The dermatologic condition, location and size of treatment area, FST, potential for pigmentary or scarring complications,[20] and menstrual cycle status affect the total energy that should be applied during a laser treatment. On the face, total energies of 3 to 6 kJ and 1 to 2 kJ are recommended for the 1,550 and 1,927 nm wavelengths, respectively, and are dependent on the facial size and energy per pulse. For the combination laser use, total energies of 1.5 to 2.5 kJ and 0.5 to 1.0 kJ, respectively, are recommended. It is important to match the treatment depth, which is dependent on the energy applied, to the depth of the scar or wrinkle. The recommended treatment interval for patients with a history of postinflammatory pigment alterations is 6 to 8 weeks for both the 1,550 and 1,927 nm lasers. The risk of PIH in skin of color (FST IV–VI) is associated with the energy and density used. Prevention of bulk heating during laser treatment is important in smaller anatomical areas. Therefore, repeated back and forth motions over a small treatment area should be avoided, and the degree of heating of the treatment area continually evaluated by touching the skin. Application of cold to the treatment area between passes can prevent bulk heating. In addition, the Pro-Nox nitrous oxide system (CareStream Medical International Ltd., Langley, BC, Canada) can be a useful comfort measure for patients during laser treatments at higher settings.

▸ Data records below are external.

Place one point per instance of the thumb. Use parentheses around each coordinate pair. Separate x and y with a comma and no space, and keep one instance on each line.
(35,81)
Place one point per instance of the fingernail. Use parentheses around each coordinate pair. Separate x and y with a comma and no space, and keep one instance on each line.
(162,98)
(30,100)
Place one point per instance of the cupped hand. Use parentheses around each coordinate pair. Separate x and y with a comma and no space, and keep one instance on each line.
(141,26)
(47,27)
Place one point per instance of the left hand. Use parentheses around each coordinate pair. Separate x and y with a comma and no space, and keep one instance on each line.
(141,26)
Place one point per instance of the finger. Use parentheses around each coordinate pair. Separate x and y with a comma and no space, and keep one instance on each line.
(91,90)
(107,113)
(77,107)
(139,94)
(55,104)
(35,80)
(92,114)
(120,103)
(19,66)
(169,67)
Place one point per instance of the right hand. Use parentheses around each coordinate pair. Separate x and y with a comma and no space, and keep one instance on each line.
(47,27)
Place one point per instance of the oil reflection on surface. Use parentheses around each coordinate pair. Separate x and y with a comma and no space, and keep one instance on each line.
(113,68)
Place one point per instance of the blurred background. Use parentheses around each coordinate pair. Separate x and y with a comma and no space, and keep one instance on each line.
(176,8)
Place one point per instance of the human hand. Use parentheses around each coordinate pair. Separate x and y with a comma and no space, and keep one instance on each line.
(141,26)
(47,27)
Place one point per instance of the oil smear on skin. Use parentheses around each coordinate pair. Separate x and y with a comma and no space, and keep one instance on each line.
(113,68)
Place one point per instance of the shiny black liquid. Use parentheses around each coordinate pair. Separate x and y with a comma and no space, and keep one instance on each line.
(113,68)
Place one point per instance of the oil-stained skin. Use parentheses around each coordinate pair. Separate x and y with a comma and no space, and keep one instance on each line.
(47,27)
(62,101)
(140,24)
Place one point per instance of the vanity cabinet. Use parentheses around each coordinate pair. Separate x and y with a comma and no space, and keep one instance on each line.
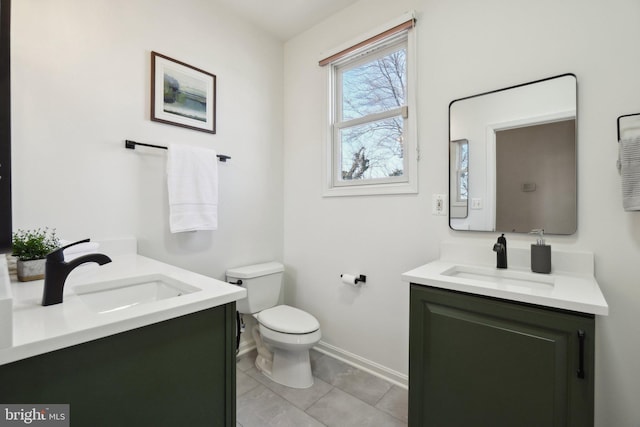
(178,372)
(487,362)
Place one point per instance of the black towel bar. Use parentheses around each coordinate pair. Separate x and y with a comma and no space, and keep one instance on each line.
(620,117)
(132,145)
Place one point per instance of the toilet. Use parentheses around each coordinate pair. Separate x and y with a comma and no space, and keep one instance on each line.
(284,334)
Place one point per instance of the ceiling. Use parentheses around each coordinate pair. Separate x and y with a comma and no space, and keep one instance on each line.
(286,18)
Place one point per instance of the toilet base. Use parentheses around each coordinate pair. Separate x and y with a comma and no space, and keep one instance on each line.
(285,367)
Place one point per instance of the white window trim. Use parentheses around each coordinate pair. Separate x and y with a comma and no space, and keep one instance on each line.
(409,184)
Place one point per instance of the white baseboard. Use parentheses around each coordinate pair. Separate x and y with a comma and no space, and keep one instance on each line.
(373,368)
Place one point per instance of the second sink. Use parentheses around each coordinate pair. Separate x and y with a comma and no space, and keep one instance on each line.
(501,277)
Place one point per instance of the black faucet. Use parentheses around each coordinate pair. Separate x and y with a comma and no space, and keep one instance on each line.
(56,271)
(500,248)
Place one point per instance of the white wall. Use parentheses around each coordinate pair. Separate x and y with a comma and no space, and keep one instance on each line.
(465,48)
(81,87)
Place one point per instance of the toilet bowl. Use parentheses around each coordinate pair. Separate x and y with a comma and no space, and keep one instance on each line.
(283,338)
(284,334)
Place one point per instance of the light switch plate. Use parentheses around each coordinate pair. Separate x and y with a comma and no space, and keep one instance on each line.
(439,204)
(476,203)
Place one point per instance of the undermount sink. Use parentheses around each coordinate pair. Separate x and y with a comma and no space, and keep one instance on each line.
(115,295)
(504,278)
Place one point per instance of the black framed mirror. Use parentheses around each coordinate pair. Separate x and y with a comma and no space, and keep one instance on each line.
(5,126)
(512,158)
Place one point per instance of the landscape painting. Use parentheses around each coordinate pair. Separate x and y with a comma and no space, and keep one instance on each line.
(182,95)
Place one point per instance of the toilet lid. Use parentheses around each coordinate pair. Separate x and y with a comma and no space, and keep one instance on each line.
(288,320)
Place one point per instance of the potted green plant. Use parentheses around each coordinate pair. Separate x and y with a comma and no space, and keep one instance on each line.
(31,248)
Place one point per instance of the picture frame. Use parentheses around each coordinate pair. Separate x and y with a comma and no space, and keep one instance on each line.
(182,95)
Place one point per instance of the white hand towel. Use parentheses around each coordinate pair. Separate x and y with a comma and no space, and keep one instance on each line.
(192,178)
(629,165)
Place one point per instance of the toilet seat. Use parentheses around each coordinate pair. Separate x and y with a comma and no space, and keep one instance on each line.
(288,320)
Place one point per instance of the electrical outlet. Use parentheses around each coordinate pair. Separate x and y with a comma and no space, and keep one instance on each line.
(439,204)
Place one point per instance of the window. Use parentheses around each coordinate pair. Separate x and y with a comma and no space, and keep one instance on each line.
(371,147)
(459,180)
(461,166)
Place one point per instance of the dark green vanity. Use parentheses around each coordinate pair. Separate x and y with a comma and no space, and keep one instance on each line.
(178,372)
(487,362)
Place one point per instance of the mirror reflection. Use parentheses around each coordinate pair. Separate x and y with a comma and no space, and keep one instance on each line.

Post-Treatment Best Practices

The recovery time for patients receiving general skin resurfacing can be reduced by delivering less energy in fewer passes with the 1,550 or 1,927 nm lasers, although more treatments are required over a longer timeframe. Post-treatment facial edema can be reduced by the application of cold to the treatment area and elevation of the head at night for 24 to 48 hours or until edema has completely resolved. The application of selective topical creams and serums also can help reduce patient recovery time; recommendations include moisturizers, Alastin Regenerating Skin Nectar (Alastin Skincare, Inc., Carlsbad, CA), cicalfate cream, corticosteroids, diluted vinegar soaks, or antioxidant serum containing 15% l-ascorbic acid, 1% alpha-tocopherol, and 0.5% ferulic acid. For patients with a history of herpes simplex virus, antiviral therapy should be considered. Zinc oxide sunscreen is also recommended to help maintain skin improvement and prevent photodamage. A tinted sunblock is recommended for patients with melasma to protect against visible light exacerbation.

Conclusions

Roundtable discussions confirmed that the 1,550 nm erbium-doped and 1,927 nm thulium dual laser system is effective for a wide range of aesthetic and therapeutic applications, both on and off the face and across all FSTs. Based on years of author experience in the treatment of various dermatologic pathologies with the on-label and investigational use of the dual laser system, recommendations highlight that optimization of treatment settings (e.g., fluence, density, and number of passes) is central to the predictable efficacy and safety outcomes.